Rome
Santa Maria della Concezione, Via Veneto 27
The next afternoon
Lang had intentionally waited until the church was about to close for the midday siesta..The narthex was empty, and the nave and single aisle were empty except for an older woman in a nun's habit whose lips moved in what Lang supposed was prayer as she ticked off the beads of her rosary. Voices from the apse and transept behind the altar told him that a smattering of tourists had paid to see the macabre crypt displays of bones for which the church was noted. Arranged in rosette patterns, bones of equal or different sizes were displayed in varying designs featuring femurs, ribs, vertebrae, and other skeletal parts Lang could not identify.
Art is truly in the eye of the beholder. Some beholders' anyway.
The chapel of St. Michael was little more than a small room to his right just inside the nave. There was room for only three rows of five uncomfortable-looking wooden chairs each. The side chapel was empty of worshipers, but a brown paper shopping bag occupied a corner seat on the right front. If someone was watching, they were either invisible or the Agency had exempted the nun from its already liberal retirement age.

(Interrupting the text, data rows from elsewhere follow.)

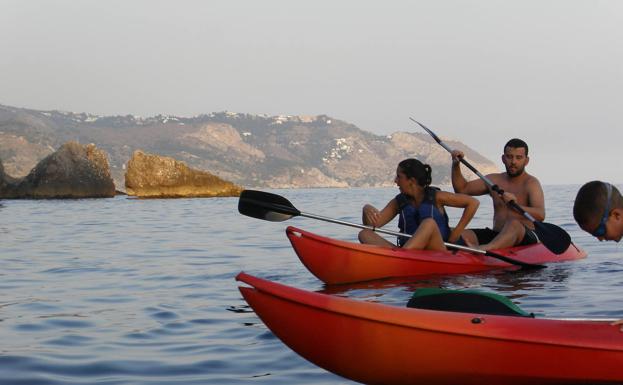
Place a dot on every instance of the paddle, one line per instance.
(275, 208)
(465, 301)
(556, 239)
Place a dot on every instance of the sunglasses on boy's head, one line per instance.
(601, 230)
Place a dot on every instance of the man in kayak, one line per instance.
(510, 228)
(421, 210)
(598, 210)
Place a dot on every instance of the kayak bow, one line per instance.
(380, 344)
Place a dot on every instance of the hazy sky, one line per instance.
(550, 72)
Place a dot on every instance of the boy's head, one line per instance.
(598, 210)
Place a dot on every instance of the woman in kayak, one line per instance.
(421, 210)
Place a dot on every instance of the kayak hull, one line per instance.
(380, 344)
(334, 261)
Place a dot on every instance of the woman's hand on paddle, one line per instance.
(508, 197)
(370, 215)
(457, 155)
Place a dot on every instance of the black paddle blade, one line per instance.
(267, 206)
(555, 238)
(524, 265)
(465, 301)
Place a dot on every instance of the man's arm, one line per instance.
(460, 184)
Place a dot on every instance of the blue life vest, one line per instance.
(411, 216)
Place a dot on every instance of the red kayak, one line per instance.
(379, 344)
(334, 261)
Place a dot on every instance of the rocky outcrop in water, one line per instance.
(73, 171)
(153, 176)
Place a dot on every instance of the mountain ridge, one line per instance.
(261, 151)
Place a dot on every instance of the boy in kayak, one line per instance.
(598, 210)
(510, 228)
(421, 210)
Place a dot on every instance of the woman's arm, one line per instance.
(371, 216)
(469, 205)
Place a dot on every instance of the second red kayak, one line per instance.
(334, 261)
(380, 344)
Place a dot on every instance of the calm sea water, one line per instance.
(129, 291)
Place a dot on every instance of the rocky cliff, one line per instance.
(249, 150)
(73, 171)
(154, 176)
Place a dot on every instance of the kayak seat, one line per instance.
(465, 301)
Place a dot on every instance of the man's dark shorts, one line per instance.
(486, 235)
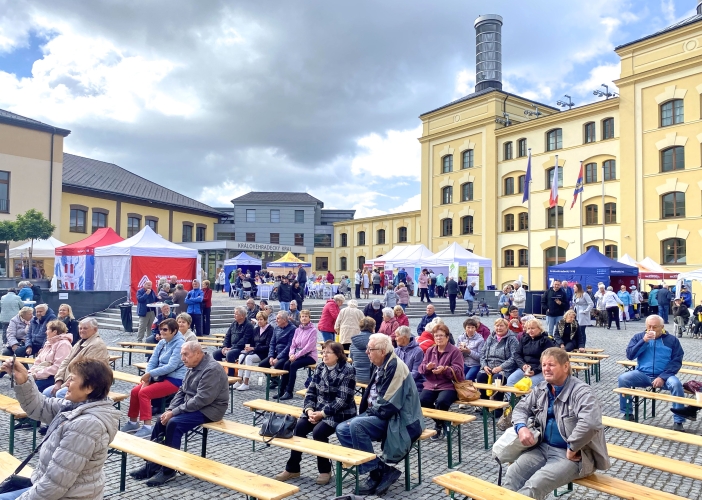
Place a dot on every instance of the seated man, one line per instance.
(570, 418)
(658, 358)
(203, 398)
(390, 412)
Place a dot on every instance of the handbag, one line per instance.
(275, 425)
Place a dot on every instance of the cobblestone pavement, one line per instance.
(476, 460)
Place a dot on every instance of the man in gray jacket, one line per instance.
(569, 418)
(203, 397)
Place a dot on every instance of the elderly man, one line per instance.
(389, 412)
(202, 398)
(658, 358)
(570, 418)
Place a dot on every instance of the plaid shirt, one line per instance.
(332, 391)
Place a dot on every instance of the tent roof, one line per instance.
(146, 243)
(45, 249)
(100, 238)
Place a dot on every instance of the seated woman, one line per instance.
(567, 334)
(528, 355)
(163, 377)
(303, 352)
(442, 364)
(57, 347)
(258, 350)
(329, 401)
(81, 427)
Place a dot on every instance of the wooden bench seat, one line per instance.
(248, 483)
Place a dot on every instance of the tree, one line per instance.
(32, 225)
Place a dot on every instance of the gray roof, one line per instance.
(108, 178)
(11, 118)
(276, 197)
(690, 20)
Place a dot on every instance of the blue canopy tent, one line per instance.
(592, 268)
(243, 261)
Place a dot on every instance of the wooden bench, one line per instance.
(248, 483)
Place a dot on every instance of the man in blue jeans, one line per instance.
(658, 358)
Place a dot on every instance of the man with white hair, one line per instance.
(389, 412)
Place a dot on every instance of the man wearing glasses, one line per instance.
(389, 412)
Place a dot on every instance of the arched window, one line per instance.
(467, 159)
(672, 112)
(673, 159)
(509, 258)
(467, 191)
(446, 195)
(674, 251)
(447, 164)
(467, 224)
(673, 205)
(447, 227)
(554, 139)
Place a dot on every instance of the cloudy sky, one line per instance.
(214, 99)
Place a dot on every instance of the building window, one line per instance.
(590, 132)
(467, 224)
(447, 164)
(523, 258)
(133, 226)
(521, 147)
(381, 237)
(447, 227)
(467, 160)
(672, 113)
(551, 216)
(610, 170)
(508, 150)
(99, 220)
(447, 195)
(402, 234)
(523, 221)
(673, 205)
(673, 159)
(607, 129)
(554, 139)
(77, 224)
(674, 251)
(590, 173)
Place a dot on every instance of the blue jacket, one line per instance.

He picked up the bag and left.
It was when he was about to descend the twin staircase to the street that he saw her: a young Gypsy woman squatting just at the foot of the steps. When Lang had entered less than two or three minutes earlier, there had been a wrinkled crone crying out in the most pitiful tones imaginable. Entrances to churches were prime real estate in the begging business, spots not to be given up without a fight. Yet the old woman was gone, replaced. Stranger still, the bowl in front of the newcomer had a number of coins already in it. She had either seeded the dish or was one of the city's more accomplished beggars, a mendicant whose attention was fixed on the front of the church, not passersby. Her clothes, though far from fashionable, were neat and clean, not the soiled and torn attire he was used to seeing. Unless he was seriously mistaken, her fingernails were evenly trimmed and polished.
He dug into a pocket and dropped a handful of change into her bowl. She was watching him, not the money. A dead giveaway.
"Grazie, signor, " she said.
Bending over so he could not be heard by other pedestrians, Lang replied in English. "Spend it on nail polish remover."